While they’re obviously quite different undertakings, the same blunt, straightforward prose flows through Dauster’s policy books and his writings on Torah. And, beneath the surface, there are similar themes of law, discussion, and prudence.
“The law governing the budget process resembles nothing so much as sediment. It has accumulated in several statutes, each layered upon the prior one,” reads the wry introduction to Budget Process Law Annotated.
In his analysis of Bo, the parsha concerning the last three plagues on Egypt and the first Passover, Dauster wrote, “Rabban Gamaliel once reclined at a Passover seder at the house of Boethus ben Zeno in Lud, and they discussed the laws of the Passover all night until the cock crowed. Then they raised the table, stretched, and went to the house of study.”
Dauster said that the subtle similarities between his Senate work and Torah study make him better at his day job.
Studying the Torah, “Allows me to study law in a removed environment,” Dauster said. “It allows me to do it in a more recreational way that has less pressure and is intellectually diverting to me. As the Sabbath allows us to sort of recharge our batteries, doing this analysis of the Talmud and the Torah allows me to recharge my way of thinking about how the law works.”
Every Friday afternoon, Dauster goes to a Congressional Torah study group, organized by Jones, in the offices of Sen. DeMint.
Shmuel Herzfeld, the rabbi at Ohev Shalom-The National Synagogue, often leads the Friday afternoon Torah study sessions.
“He’ll nudge me,” Dauster said of Herzfeld, “and say, ‘Well, is this in your article yet?’”
Herzfeld played down his input.
“Once in a while I’ll make a suggestion,” Herzfeld said. “But he’s really so terrific, he’s a master of gathering a lot of information. He’s really good and thorough.”
Despite their bosses’ vast political differences (Reid is leader of the Senate Democrats, and DeMint represents the far right of Senate Republicans), Dauster and Jones are good friends.

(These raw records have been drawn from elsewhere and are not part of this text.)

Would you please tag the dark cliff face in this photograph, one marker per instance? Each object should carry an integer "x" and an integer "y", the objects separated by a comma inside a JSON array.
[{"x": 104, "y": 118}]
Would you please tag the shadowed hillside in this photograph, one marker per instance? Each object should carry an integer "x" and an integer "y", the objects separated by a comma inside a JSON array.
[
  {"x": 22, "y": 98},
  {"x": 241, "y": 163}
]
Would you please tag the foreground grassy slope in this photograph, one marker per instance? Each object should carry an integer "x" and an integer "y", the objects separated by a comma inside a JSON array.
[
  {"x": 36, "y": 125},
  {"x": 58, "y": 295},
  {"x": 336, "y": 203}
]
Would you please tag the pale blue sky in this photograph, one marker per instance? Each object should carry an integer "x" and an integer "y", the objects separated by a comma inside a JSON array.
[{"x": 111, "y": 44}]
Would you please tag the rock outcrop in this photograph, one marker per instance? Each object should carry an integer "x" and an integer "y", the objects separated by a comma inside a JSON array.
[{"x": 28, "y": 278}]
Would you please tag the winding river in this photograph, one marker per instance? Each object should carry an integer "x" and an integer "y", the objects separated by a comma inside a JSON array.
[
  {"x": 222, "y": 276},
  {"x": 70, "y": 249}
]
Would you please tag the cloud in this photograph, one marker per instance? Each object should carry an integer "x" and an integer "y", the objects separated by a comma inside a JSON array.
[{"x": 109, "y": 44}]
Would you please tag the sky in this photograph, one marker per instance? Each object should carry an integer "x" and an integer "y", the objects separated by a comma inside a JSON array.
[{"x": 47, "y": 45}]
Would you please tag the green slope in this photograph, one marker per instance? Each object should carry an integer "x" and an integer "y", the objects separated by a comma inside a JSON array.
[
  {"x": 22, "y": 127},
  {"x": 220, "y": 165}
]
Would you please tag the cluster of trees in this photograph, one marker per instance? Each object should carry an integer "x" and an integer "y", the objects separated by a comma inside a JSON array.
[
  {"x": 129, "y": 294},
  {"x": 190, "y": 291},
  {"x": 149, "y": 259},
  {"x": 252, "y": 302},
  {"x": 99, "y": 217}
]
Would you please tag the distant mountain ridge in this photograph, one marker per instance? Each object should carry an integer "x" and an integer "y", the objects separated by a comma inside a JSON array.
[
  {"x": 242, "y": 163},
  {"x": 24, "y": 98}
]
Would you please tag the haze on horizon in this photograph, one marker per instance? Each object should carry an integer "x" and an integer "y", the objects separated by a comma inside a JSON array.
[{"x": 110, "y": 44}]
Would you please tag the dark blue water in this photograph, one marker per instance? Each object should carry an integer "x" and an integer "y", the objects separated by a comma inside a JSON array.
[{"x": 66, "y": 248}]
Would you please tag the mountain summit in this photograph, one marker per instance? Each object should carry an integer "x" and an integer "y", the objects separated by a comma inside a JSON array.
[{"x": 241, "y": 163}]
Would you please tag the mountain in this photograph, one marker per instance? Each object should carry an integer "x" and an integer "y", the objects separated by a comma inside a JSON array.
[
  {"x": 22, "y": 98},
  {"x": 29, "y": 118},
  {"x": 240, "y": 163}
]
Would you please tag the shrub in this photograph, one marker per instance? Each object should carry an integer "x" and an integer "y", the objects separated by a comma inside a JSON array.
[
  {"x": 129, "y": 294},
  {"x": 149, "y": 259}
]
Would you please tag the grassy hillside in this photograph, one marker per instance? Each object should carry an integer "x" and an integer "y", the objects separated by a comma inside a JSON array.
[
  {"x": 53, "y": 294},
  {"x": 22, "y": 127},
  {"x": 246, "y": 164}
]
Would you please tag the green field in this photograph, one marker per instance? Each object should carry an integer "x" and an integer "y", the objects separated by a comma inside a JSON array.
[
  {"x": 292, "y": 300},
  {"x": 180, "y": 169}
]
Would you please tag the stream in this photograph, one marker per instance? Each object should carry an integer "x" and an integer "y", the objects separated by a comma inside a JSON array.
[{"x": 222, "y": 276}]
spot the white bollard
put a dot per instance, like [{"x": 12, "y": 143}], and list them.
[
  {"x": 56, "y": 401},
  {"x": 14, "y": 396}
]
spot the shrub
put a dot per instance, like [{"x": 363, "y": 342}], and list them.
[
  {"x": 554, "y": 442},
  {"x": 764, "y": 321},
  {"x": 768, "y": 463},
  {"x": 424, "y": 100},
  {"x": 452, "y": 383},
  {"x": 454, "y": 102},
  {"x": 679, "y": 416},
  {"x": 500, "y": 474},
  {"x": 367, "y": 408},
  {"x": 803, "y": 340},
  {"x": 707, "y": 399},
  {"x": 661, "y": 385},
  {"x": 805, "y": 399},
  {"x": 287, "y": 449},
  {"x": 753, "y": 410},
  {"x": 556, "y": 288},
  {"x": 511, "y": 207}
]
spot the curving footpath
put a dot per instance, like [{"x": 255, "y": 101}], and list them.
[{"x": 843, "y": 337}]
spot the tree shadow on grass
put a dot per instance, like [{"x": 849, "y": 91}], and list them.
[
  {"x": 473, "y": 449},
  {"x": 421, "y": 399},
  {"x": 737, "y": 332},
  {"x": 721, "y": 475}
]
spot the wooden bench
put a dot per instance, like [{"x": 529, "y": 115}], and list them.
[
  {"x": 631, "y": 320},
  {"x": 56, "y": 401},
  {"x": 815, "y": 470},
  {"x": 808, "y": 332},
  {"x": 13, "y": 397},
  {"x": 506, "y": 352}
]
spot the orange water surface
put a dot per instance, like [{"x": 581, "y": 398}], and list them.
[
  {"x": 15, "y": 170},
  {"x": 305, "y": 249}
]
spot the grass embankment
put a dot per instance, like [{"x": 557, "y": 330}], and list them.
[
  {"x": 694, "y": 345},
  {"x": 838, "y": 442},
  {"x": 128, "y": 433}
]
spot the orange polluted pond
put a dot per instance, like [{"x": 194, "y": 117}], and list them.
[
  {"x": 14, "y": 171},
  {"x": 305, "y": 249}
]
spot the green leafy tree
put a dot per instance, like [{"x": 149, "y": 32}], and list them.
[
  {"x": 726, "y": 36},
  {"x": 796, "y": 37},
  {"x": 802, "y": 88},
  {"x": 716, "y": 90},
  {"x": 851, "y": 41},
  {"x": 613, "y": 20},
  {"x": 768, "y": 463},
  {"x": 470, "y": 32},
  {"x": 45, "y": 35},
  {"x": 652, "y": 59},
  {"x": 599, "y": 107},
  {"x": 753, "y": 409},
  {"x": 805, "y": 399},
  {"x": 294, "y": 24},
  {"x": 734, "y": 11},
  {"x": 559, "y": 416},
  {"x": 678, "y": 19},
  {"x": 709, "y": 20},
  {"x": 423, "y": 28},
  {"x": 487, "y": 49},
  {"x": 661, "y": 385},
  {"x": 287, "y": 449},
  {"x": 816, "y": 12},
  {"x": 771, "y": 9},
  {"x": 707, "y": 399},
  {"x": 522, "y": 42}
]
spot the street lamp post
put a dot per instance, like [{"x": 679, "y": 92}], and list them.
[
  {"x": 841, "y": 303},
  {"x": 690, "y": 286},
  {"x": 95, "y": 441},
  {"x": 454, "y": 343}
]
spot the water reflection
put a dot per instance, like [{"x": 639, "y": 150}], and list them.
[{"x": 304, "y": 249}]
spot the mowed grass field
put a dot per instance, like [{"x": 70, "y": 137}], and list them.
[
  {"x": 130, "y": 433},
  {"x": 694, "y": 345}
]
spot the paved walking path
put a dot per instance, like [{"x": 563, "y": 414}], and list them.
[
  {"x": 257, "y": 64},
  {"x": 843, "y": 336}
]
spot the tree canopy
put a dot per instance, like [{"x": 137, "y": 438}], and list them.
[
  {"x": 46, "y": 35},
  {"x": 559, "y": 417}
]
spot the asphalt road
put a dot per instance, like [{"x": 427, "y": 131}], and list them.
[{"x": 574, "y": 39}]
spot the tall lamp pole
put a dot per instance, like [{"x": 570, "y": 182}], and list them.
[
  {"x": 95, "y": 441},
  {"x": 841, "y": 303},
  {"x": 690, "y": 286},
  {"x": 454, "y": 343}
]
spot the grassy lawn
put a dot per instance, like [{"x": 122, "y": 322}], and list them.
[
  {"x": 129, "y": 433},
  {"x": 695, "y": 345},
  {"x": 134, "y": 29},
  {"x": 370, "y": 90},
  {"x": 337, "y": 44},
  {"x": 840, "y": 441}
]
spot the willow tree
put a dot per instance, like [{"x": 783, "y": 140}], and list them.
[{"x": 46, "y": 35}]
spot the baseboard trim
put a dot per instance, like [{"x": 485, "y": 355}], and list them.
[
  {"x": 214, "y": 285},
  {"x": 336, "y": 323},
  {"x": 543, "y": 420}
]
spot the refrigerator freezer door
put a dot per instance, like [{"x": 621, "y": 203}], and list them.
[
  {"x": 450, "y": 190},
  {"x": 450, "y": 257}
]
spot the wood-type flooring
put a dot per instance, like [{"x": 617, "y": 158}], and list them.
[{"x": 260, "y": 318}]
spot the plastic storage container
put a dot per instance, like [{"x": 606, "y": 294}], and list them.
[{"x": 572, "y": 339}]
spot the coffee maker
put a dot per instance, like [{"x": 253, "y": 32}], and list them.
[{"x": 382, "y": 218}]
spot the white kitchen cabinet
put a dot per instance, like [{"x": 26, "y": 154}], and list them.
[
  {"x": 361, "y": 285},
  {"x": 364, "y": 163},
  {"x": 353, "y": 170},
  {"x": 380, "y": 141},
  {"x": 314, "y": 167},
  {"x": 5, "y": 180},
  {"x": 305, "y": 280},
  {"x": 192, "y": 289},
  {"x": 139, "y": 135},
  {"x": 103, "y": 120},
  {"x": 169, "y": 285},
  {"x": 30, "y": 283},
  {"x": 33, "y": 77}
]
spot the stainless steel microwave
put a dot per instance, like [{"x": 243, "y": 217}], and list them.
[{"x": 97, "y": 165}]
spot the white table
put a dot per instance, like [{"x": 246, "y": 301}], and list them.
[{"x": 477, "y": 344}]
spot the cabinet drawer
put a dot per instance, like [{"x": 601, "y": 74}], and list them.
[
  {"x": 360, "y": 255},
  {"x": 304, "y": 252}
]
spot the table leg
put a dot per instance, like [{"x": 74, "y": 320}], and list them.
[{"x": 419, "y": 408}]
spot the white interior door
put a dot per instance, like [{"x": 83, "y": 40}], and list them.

“There’s not a lot of ‘I’m a Republican, he’s a Democrat’ type of thing,” Jones said. “We sometimes have different perspectives on things, but I don’t think that’s partisan or anything like that, just different people have different perspectives on parts of scripture. Bill’s great…he really reflects all that’s good about the institution up here. He’s a good guy and he gives a lot to the Senate and to folks studying Torah.”